A 2025 meta-analysis of 69 trials, involving more than 44,000 patients, demonstrated that patient-reported outcomes provide independent prognostic information for overall survival. Higher global health status, better physical functioning, and preserved role functioning were associated with longer life. Greater symptom burden, including nausea, vomiting, fatigue, pain, appetite loss, and dyspnea, predicted worse survival.

These findings are not marginal. They suggest that patient-reported symptoms predict survival as powerfully as disease stage or performance status.

The Mechanisms

Why would asking a patient how they feel affect their lifespan?

PROs capture what is often missed between visits.

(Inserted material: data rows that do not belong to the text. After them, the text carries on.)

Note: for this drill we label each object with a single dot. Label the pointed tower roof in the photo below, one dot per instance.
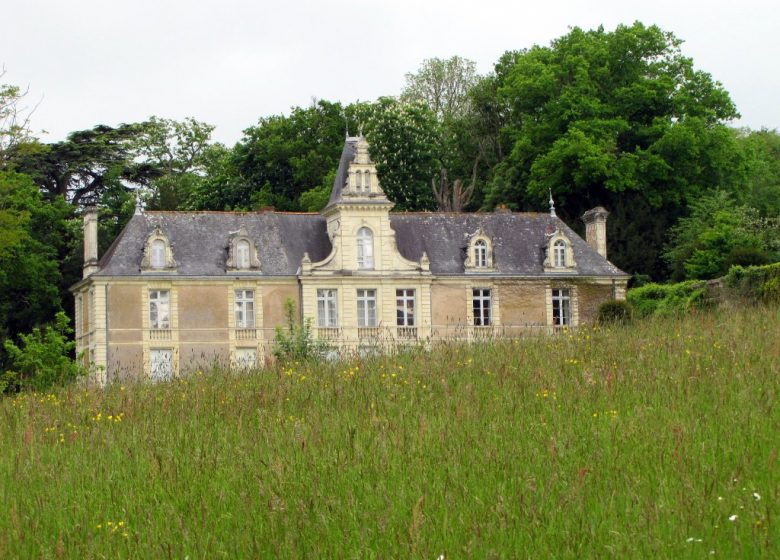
(356, 179)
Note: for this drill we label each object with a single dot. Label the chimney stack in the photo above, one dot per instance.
(596, 229)
(90, 240)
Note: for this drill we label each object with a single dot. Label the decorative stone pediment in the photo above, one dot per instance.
(158, 253)
(479, 253)
(242, 252)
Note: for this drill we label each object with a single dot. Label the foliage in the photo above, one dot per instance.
(36, 239)
(614, 311)
(296, 342)
(442, 85)
(755, 283)
(44, 357)
(667, 299)
(719, 234)
(488, 450)
(404, 141)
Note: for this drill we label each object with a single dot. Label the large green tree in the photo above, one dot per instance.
(599, 117)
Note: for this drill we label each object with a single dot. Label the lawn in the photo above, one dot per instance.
(658, 440)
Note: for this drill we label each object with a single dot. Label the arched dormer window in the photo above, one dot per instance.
(158, 254)
(365, 248)
(560, 254)
(242, 254)
(479, 253)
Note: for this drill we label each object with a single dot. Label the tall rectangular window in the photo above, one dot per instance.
(326, 308)
(366, 308)
(481, 306)
(245, 309)
(404, 305)
(159, 309)
(561, 307)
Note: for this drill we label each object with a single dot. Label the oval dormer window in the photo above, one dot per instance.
(559, 254)
(158, 254)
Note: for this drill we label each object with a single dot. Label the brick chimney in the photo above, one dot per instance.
(90, 240)
(596, 229)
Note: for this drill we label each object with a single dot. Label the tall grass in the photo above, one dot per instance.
(641, 441)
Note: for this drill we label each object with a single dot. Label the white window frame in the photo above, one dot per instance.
(244, 307)
(406, 307)
(366, 307)
(365, 248)
(559, 253)
(159, 254)
(481, 304)
(160, 309)
(161, 369)
(561, 307)
(327, 308)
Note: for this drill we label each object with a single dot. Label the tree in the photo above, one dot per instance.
(719, 234)
(177, 151)
(14, 120)
(598, 116)
(443, 85)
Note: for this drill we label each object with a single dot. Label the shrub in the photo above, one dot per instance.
(667, 299)
(43, 360)
(296, 341)
(614, 311)
(754, 283)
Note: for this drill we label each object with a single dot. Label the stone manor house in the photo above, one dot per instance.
(179, 291)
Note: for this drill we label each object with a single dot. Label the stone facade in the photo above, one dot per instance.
(178, 292)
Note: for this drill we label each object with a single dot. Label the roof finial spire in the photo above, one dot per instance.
(552, 205)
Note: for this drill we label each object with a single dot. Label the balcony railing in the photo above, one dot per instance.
(159, 334)
(246, 334)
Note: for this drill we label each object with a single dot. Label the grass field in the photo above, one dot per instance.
(657, 440)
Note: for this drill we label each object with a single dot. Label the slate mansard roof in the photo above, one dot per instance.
(200, 242)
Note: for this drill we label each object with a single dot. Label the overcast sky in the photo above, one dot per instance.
(231, 62)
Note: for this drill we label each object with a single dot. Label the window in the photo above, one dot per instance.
(245, 309)
(158, 253)
(561, 307)
(161, 361)
(481, 303)
(326, 308)
(480, 254)
(404, 302)
(159, 309)
(242, 254)
(365, 240)
(559, 254)
(366, 308)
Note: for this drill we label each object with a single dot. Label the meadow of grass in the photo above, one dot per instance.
(658, 439)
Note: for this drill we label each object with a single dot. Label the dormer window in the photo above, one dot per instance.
(365, 248)
(479, 253)
(559, 253)
(242, 254)
(158, 254)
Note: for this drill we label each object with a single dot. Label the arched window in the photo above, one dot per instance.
(242, 254)
(365, 246)
(559, 254)
(480, 254)
(158, 254)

Fatigue, pain, weight loss, and appetite decline reflect physiology that accumulates before crisis: inflammation, cachexia, organ stress, and treatment toxicity. The signal is there, distributed across weeks, but we are trained to look for acute change, not creeping deterioration. Clinicians systematically underestimate symptom severity. Symptoms frequently go undetected between clinic visits. Patients, in contrast, experience their bodies continuously. They know when something is changing. PROMs give patients a language to articulate what their bodies are telling them, and they give clinicians a signal to act.

Why It Matters Now

The technological landscape has shifted.

Electronic PROMs – ePROs – can be collected via smartphone apps, text messaging, internet portals, or touch-screen kiosks. They can be integrated into electronic health records, making real-time patient-reported data available at the point of care.

Artificial intelligence can now process longitudinal symptom data, identify patterns, trigger alerts, and even inform clinical decision support tools. Large language models hold the potential to create a new generation of PROMs, personalized, open-ended, conversational assessments that adapt to individual patients and interpret natural language responses.

This is no longer about research endpoints. This is about routine care.

Routine PRO collection has been associated with reduced emergency department visits and hospitalizations. PROMs can trigger palliative care referrals, prompt goals-of-care conversations, and support shared decision-making. They empower patients by validating their experience and centering their voice in clinical decisions.

What We Can Do

For systems and teams:

• Integrate PROMs into electronic health records systematically, ensuring data are visible and actionable.
• Develop workflows that analyze symptom trends over time and trigger clinical responses: referrals, medication adjustments, advance care planning.
• Invest in training and infrastructure to contextualize patient-reported data within the broader clinical picture.

For patients and families:

• Talk about your symptoms honestly and in detail – you are the expert on your own body.
• Describe what you can and cannot do: eating, sleeping, walking, working, caring for others.
• These details are not peripheral; they are essential data that can guide your care.

What Remains

I think about that man in his late sixties, alone in his house, his symptoms escalating week by week: the extra pill for pain, the abandoned third floor, the slow disappearance of his appetite. We reviewed scans and labs, but missed the pattern unfolding in his daily life.

I wonder what might have been different if we had tracked his symptoms weekly, if rising pain scores and declining activity had prompted a phone call, an earlier visit, or a conversation about what mattered most.

PROs are not magic. They will not cure cancer. They offer something else: a systematic way to honor the patient’s experience, to make visible what has long been invisible, and to act before crisis becomes inevitable.

The evidence is strong. The tools are on our desks. What we need now are thresholds, roles, and the discipline to act on what patients tell us every week.

What patterns have you seen in your practice, or in your own care, where earlier attention to symptoms might have changed the course of treatment?